We subsequently proceeded to extract the ESM following the methodology outlined by (Brion et al. 2015). Our investigation extended to assessing the potential toxicity of these ESM extracts on MC3T3-E1 cells. Remarkably, at lower concentrations, we observed no toxicity, aligning with our earlier findings regarding shell powders. However, it became apparent that at higher concentrations, some of the tested species, such as B. undatum, M. galloprovincialis, V. philippinarum, C. edule, and C. gigas exhibit some degree of cytotoxicity. These observations underscore the importance of carefully evaluating the concentration-dependent effects of ESM components.

As a consequence of these findings, we made an informed decision to select a non-toxic concentration of 100 µg/mL for the rest of the study. This concentration, established through rigorous viability assessments, allows us to effectively investigate the various effects of ESM components on MC3T3-E1 cells without compromising cell viability.

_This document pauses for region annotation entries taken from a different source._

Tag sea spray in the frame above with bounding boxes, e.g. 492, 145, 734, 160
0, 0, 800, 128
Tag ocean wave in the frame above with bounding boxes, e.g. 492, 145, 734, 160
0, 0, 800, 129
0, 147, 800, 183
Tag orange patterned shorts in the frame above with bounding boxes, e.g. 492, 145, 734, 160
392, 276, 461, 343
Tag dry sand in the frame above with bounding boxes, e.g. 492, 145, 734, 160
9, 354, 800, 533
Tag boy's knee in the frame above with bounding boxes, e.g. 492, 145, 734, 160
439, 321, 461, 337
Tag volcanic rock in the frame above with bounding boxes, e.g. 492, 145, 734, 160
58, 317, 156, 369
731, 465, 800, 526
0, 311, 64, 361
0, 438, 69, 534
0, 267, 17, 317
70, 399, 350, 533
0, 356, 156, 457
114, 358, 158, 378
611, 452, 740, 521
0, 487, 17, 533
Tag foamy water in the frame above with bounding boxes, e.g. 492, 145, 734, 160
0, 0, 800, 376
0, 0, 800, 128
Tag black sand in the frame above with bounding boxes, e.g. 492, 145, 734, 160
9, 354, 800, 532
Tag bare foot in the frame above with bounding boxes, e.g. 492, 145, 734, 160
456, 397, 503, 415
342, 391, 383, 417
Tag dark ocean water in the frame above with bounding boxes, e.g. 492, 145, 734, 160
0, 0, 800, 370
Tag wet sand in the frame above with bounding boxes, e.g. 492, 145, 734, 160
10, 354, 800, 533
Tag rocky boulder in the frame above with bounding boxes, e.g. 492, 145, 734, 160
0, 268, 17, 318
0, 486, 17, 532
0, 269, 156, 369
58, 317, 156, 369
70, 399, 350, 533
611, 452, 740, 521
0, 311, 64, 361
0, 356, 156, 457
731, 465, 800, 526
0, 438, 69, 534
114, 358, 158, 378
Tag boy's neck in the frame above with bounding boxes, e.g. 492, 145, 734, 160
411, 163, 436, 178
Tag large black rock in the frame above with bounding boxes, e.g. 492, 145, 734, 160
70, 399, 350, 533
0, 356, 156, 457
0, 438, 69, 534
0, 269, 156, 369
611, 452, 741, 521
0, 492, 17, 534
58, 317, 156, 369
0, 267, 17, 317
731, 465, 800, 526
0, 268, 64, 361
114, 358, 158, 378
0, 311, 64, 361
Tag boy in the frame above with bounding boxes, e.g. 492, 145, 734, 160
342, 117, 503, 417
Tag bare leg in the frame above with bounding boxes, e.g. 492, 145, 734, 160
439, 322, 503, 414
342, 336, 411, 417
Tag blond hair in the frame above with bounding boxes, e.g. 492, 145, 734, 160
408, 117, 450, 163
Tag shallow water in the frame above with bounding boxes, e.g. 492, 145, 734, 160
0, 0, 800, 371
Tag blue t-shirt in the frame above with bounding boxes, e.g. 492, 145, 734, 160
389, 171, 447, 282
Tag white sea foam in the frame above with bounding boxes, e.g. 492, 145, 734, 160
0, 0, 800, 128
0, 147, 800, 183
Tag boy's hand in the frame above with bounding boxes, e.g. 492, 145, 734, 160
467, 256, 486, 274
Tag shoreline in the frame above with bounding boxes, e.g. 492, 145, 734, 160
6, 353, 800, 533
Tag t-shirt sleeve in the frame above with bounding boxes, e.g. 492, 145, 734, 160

The osteogenesis starts with the differentiation of mesenchymal cells into pre-osteoblasts. These pre-osteoblasts subsequently progress into mature osteoblasts which finally induce the deposition of bone matrix proteins and the mineralization of the matrix, leading to bone formation. To assess the calcium deposition within the matrix, we employed Red Alizarin staining. The murine pre-osteoblastic cells MC3T3-E1 were treated with 100 µg/mL of both nacreous and non-nacreous ESM for 7, 14 (Supp. Figs. 1 and 2) and 21 days (Figs. 6, 7, and 8). Our findings revealed an important difference in mineralization effects between nacreous and non-nacreous species. With the exception of M. galloprovincialis—explainable by its relative cytotoxicity to MC3T3-E1 cells—all nacreous species exhibited a more obvious impact on mineralization. Among them, all Pinctada species played a prominent role in inducing mineralization, emphasizing their potential importance in bone formation. Conversely, within the non-nacreous category, Cerastoderma edule and Callista chione (both belonging to Venerida order and both predominantly crossed-lamellar) yielded to our surprise strongly positive effects, deserving further investigations to elucidate their organic matrix composition responsible for this phenomenon. In a lesser extent, Pecten maximus also recorded interesting effects. To our knowledge, our study represents the first report of the positive effects of non-nacreous mollusk extracts on bone-forming cells.

Indeed, our findings underscore the efficacy of the ethanol-soluble matrix (ESM) from biomineral shells as a worthy matrix for bone formation. These insights not only improve our knowledge of the biological roles of these matrix constituents but also illuminate promising avenues for future research and therapeutic discovery. The potential applications of this research could have consequences in the field of bone health, offering new opportunities for the development of innovative treatments.